The appeal to both presidents was the second surprise sprung by Pope Francis on a day when his “pilgrimage” assumed seriously political connotations.

Yesterday morning, during a visit to Bethlehem, the pope made an unscheduled and very symbolic stop, alighting from his popemobile to say a prayer at the Israeli-built dividing wall between Bethlehem and Israel, right in front of graffiti which read: “Pope, we need someone to speak about justice. Bethlehem looks like the Warsaw ghetto.”

Earlier yesterday morning the pope issued a strong appeal in which he denounced the “increasingly unacceptable” situation of protracted conflict in the Middle East, urging a peace agreement which acknowledges “the right of two states to exist and to live in peace . . . within internationally recognised borders.”

Welcoming Pope Francis to Bethlehem, Mr Abbas thanked him not only for coming to the town but also for agreeing to meet and break bread later with some Palestinian families as well as visit the Palestinian refugee camp of Dheisheh.

In his homily during Mass in Manger Square,by the Church of the Nativity, the pope also bemoaned the fate of children worldwide, caught up in violence, trafficking and all kinds of exploitation while he affirmed the rights of the “active” Christian community in the Middle East.

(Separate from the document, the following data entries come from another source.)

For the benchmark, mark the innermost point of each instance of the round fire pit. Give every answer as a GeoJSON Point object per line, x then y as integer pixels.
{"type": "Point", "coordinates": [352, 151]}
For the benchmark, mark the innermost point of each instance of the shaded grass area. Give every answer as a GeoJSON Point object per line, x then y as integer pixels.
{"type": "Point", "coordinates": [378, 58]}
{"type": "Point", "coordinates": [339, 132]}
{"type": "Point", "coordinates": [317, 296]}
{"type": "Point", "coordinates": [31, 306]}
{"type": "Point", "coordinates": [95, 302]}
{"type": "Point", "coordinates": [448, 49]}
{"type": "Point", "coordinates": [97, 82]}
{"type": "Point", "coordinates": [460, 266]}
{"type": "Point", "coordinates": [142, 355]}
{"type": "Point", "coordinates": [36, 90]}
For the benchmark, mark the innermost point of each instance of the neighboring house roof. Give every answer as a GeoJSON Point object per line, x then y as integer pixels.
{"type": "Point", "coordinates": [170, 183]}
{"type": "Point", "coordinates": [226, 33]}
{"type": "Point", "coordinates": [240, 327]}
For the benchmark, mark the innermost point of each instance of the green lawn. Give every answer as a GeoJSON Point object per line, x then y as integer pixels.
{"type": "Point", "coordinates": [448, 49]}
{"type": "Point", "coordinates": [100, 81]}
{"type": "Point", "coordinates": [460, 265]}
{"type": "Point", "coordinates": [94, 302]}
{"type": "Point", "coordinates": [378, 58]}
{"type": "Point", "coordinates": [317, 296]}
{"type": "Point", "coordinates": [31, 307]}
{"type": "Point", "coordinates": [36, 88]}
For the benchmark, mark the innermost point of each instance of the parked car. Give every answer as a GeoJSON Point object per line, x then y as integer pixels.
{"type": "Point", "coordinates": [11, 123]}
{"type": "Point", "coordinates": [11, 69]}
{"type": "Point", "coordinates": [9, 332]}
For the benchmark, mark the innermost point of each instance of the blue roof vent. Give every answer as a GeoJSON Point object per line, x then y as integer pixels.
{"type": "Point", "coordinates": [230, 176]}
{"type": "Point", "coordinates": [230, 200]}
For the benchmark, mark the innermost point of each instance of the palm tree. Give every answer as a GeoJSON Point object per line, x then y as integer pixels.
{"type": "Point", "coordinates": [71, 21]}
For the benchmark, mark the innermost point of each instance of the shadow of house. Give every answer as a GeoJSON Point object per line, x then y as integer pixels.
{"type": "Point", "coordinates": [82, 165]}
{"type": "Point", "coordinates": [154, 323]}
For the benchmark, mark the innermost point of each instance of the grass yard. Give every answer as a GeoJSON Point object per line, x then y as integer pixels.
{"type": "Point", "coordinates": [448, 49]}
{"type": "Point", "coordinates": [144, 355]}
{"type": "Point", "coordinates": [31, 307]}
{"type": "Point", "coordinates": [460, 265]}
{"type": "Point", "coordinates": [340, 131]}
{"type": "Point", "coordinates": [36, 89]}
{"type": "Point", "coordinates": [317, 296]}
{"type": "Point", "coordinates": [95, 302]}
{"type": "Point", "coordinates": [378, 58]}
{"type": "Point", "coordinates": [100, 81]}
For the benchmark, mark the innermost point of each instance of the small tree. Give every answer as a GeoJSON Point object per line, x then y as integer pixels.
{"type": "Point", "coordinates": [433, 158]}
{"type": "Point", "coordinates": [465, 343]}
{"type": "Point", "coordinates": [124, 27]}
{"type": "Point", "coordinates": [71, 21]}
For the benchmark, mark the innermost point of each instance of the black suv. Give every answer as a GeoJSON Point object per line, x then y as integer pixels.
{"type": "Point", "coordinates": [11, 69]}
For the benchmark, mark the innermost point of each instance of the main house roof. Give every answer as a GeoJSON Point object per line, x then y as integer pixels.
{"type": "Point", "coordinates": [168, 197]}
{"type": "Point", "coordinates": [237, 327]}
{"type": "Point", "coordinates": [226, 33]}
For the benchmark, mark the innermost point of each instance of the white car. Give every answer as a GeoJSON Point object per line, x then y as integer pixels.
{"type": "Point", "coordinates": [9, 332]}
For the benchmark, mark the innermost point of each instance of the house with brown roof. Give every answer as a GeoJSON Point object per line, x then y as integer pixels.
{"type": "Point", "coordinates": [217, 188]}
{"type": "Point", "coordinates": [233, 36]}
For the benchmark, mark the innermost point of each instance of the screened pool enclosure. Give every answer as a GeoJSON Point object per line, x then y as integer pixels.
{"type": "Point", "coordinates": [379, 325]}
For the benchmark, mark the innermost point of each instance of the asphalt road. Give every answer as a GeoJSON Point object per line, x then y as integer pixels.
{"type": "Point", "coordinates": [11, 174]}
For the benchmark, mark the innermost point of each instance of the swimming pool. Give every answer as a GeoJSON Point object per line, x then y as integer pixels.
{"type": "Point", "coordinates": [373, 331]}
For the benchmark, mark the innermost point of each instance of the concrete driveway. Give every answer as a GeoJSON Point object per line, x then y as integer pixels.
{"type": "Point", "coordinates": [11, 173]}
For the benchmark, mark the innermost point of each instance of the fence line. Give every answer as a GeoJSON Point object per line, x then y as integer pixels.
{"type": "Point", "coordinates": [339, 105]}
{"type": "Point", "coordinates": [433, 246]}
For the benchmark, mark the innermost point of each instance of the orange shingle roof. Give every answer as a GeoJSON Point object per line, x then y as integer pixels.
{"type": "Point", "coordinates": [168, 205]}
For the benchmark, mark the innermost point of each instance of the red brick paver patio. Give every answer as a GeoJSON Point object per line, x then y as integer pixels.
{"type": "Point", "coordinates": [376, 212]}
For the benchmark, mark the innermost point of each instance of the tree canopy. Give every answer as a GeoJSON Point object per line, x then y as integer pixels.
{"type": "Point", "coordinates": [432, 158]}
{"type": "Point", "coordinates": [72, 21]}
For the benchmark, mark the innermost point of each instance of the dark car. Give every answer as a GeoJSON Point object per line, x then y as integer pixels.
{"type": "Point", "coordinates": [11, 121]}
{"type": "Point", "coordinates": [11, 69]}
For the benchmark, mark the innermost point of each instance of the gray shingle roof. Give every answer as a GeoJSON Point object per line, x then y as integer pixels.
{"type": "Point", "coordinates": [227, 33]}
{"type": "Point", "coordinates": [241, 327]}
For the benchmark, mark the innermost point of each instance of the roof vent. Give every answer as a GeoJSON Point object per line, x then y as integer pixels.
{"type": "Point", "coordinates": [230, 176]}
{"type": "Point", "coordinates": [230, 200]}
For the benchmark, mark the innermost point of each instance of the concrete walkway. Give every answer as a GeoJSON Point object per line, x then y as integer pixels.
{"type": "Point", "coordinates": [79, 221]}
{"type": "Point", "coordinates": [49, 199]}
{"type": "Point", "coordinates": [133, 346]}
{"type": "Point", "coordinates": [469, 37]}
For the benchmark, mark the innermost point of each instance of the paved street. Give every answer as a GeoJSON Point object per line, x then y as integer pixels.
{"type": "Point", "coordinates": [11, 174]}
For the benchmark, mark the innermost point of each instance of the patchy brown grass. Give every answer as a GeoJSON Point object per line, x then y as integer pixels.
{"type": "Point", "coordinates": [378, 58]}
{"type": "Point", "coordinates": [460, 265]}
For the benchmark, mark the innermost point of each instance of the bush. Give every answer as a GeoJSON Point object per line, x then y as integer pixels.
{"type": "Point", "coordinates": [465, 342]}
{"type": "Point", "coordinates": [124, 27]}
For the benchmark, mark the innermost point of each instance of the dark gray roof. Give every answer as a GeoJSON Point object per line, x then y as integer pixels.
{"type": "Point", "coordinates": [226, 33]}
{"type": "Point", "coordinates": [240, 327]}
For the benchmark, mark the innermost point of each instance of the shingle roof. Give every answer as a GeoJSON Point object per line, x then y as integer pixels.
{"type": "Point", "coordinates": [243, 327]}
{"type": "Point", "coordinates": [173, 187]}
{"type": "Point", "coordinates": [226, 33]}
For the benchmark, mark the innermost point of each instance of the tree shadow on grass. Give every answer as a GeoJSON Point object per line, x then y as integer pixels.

Even as that papal Mass was ending, however, there were audible signs of the inter-religious nature of this special land when the Adhan, or the Muslim call to prayer, blasted out over a loudspeaker system beside Manger Square, clashing with the final prayers offered by the pope.

Yesterday evening, the pope arrived in Jerusalem where the arrest of 26 ultra-Orthodox Jews protesting against his presence further underlined the complicated and polemical views that beset this region.